Figueira da Foz #2: Do
Esplendor urbano
Gonçalo Furtado
A Figueira da Foz, que se tornou
cidade em 1882, constituía-se já como uma comunidade tipicamente urbana no
início do século. Em grande medida, o desenvolvimento urbano ocorreu intimamente
ligado à própria deslocação da centralidade urbana. Isto é, em direcção ao mar,
bem como a afirmação de uma vocação citadina virada para o veraneio e para o
turismo.
De facto, atente-se ao facto que
uma requalificação sequenciada de espaços públicos importantes, ocorreu em
direcção à foz. Primeiro, com
a Praça do Comércio (na ex-Praça da Reboleira)

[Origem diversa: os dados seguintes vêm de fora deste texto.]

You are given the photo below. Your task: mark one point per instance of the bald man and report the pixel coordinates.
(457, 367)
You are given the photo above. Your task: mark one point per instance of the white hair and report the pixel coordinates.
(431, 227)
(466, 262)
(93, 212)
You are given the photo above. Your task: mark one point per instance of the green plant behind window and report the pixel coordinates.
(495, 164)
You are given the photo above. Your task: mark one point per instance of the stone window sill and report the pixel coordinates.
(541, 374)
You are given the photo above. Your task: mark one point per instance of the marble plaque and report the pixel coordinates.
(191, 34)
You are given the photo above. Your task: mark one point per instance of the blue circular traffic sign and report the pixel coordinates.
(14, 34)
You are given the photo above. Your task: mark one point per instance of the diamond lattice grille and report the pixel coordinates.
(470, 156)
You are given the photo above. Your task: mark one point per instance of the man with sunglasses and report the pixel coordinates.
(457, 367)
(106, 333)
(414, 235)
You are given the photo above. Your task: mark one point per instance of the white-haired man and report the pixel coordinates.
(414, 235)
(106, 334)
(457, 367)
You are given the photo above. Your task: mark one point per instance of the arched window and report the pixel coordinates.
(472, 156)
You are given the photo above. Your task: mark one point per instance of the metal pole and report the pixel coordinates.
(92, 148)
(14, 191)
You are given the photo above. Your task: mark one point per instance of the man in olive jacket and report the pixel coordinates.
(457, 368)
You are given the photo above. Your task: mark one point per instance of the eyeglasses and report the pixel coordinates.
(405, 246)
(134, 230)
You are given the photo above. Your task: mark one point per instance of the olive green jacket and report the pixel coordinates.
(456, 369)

e, mais tarde, com o Jardim (na ex-Praia da Fonte). Um processo de
urbanização inicia-se com o Bairro do Teatro conquistado ao mar e o Bairro da
Estação. Sendo que, o próprio centro da antiga Vila, localizado no Cais para que se viravam as duas
referidas praças, fora abalado pela construção de um apelidado “Bairro
de Santa Catarina”. Um “bairro novo” que surge no extremo ocidental da cidade, no
decurso da década de 70, enquanto resposta ao adquirido estatuto de “Praia da
Moda”. Estatuto que conjuntamente com operações no extremo ocidental da cidade,
seria responsável pela forte urbanização e impulso especulativo que seria registado
na segunda metade do século XIX.
Neste conspecto, gostaria de recordar
e remeter o leitor para o ensaio “Grande Hotel da Figueira da Foz: Viajando
no tempo” (1997) de António J. Lé, bem como para “Figueira da minha infância”

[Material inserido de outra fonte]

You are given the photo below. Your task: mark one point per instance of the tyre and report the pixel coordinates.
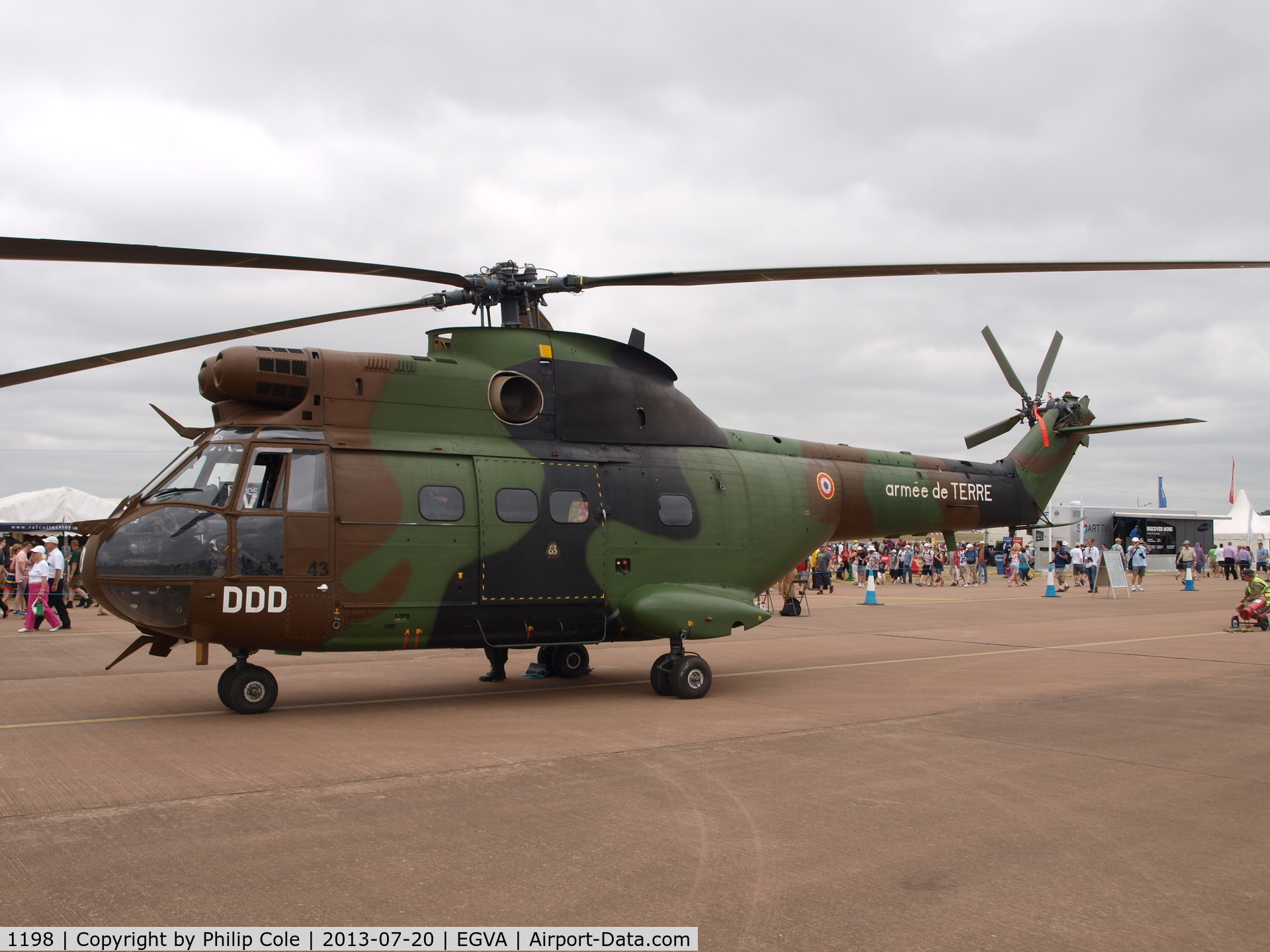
(253, 691)
(571, 660)
(661, 678)
(690, 677)
(222, 686)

(1999) de António dos Santos e Silva. A cidade e o seu bairro transpirariam um
ambiente balnear, que Santos e Silva evoca nas suas memórias escritas
concernentes aos anos 30/40. Recordando-nos: “O bairro novo, no seu
novo riquismo (…) – as ruas em esquadria, alguns prédios com laivos de Art Déco,
a produção de hotéis e cafés, o estranho linguajar das espanholas… - compunha
uma ambiência mundana e fascinante”. Pelas transversais à Rua da
Liberdade, que desciam para a praia sem o ruído dos automóveis, “subia a
voz rolante das ondas e o cheiro salgado da maresia”. Ao fundo, no enfiamento da ex-Rua dos Banhos,
três rampas laterais posicionadas na esplanada de baixo (actual avenida) davam
acesso à desejada praia…
Para além da evolução urbana, o
desenvolvimento da vocação turística, constitui aspecto de
interesse enquadrante e central. Podemos dizer que a Figueira da Foz começa a
tornar-se uma estância balnear por volta de 1860. E, como notavelmente referiu
o historiador Rui Cascão, o período entre 1860/80 é adjectivável como “a
passagem da estalagem ao hotel”. De facto, entre 1870/90 e o início do século
XX, o fluxo de veraneantes aumentou 50%, designadamente de 2 para 3 dezenas de milhares.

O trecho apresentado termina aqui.